Whether you’re training your kitten to use its litter tray or just fancy having it perform the odd trick, the techniques are often the same. Here are a few tips:

  • Start slowly - Break everything down into small steps. If you’re trying to train your cat to let you groom it, for example, reward it with a treat for letting the brush touch its fur. Then work towards actually using the brush in strokes. After that, you can gradually increase the brushing time until your cat is comfortable sitting for a full grooming session.  
  • Use lots of rewards - To train a kitten to come when you call it, stand a few feet away and hold a treat in your hand, where it can see it. Keep doing this, moving further away each time, until it will happily sprint to you when it’s called. Likewise, associate rewards with any positive progress when you’re trying to teach your pet new behaviours.
  • Keep training sessions short - Just a few minutes is plenty. Any longer than that and your cat will get bored.  
  • Don’t punish your pet for failure - If you punish your kitten, it will just run off. You’re also likely to make it stressed, which could result in inappropriate toileting, scratching or aggressive behaviour.  
  • Don’t inadvertently reward bad behaviour - You may find your kitten jumps onto the kitchen work surface because it knows there’s tasty food up there. In this situation, simply pick your kitten up and put them on the floor without interaction. If you do this every time, they’ll soon learn that jumping up gets them nowhere.

How to litter train a cat

Many cats learn to use their litter tray from a very young age, so you might even find that your kitten’s already litter trained by the time they come to you. If not, here’s how to teach them where to toilet: 

  • Keep the litter tray in the same place, so your kitten doesn’t get confused.  
  • Put the litter tray somewhere private and quiet, away from their food.  
  • Give your kitten lots of praise and a treat when they use the litter tray correctly.  
  • Change the litter often. Cats don’t like using dirty trays.
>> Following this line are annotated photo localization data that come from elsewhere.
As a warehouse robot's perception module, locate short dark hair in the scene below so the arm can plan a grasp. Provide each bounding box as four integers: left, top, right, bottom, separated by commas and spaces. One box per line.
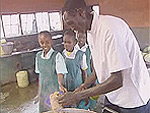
39, 31, 52, 40
64, 29, 76, 40
62, 0, 86, 13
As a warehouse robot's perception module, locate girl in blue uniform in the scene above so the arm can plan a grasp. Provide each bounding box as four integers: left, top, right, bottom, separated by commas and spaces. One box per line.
75, 32, 98, 110
35, 31, 67, 113
63, 30, 89, 109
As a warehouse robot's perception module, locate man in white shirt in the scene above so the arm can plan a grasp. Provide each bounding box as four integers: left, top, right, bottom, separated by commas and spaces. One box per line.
59, 0, 150, 113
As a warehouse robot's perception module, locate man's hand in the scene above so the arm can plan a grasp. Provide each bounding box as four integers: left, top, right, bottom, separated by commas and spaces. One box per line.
59, 85, 68, 93
33, 95, 39, 104
58, 92, 78, 106
74, 83, 86, 92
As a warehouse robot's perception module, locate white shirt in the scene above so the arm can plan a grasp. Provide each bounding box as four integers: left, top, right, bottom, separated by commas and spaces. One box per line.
35, 48, 68, 74
63, 47, 88, 70
87, 13, 150, 108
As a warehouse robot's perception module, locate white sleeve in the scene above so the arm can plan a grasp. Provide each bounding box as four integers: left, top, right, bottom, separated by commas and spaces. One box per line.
81, 53, 88, 70
56, 53, 68, 74
35, 56, 40, 73
105, 30, 132, 73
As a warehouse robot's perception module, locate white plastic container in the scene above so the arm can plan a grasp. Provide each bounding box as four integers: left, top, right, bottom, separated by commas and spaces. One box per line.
16, 71, 29, 88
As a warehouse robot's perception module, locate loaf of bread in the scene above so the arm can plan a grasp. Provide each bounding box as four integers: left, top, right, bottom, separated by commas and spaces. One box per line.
50, 92, 63, 113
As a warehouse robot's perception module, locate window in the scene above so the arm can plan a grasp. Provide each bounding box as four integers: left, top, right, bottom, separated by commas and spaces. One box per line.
0, 19, 4, 39
2, 14, 21, 37
0, 12, 63, 38
21, 14, 37, 35
93, 5, 99, 15
36, 12, 50, 32
49, 12, 63, 31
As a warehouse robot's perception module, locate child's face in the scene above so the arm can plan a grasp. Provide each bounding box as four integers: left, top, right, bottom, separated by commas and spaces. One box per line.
38, 35, 52, 53
78, 33, 86, 48
63, 35, 76, 52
If your kitten refuses to use the tray, try changing the litter. Your cat might prefer using wood pellets to chalky litter.

How to train your cat using a clicker

You may not have heard of cat clicker training, but it’s very simple and can speed up the training process. You don’t even need a ‘clicker’ – a pen that makes a clicking sound will do.  

Quite simply, you click when your cat does something right, then give them a treat. After you’ve repeated this a few times, your kitten should get the idea and start to respond more quickly to their training.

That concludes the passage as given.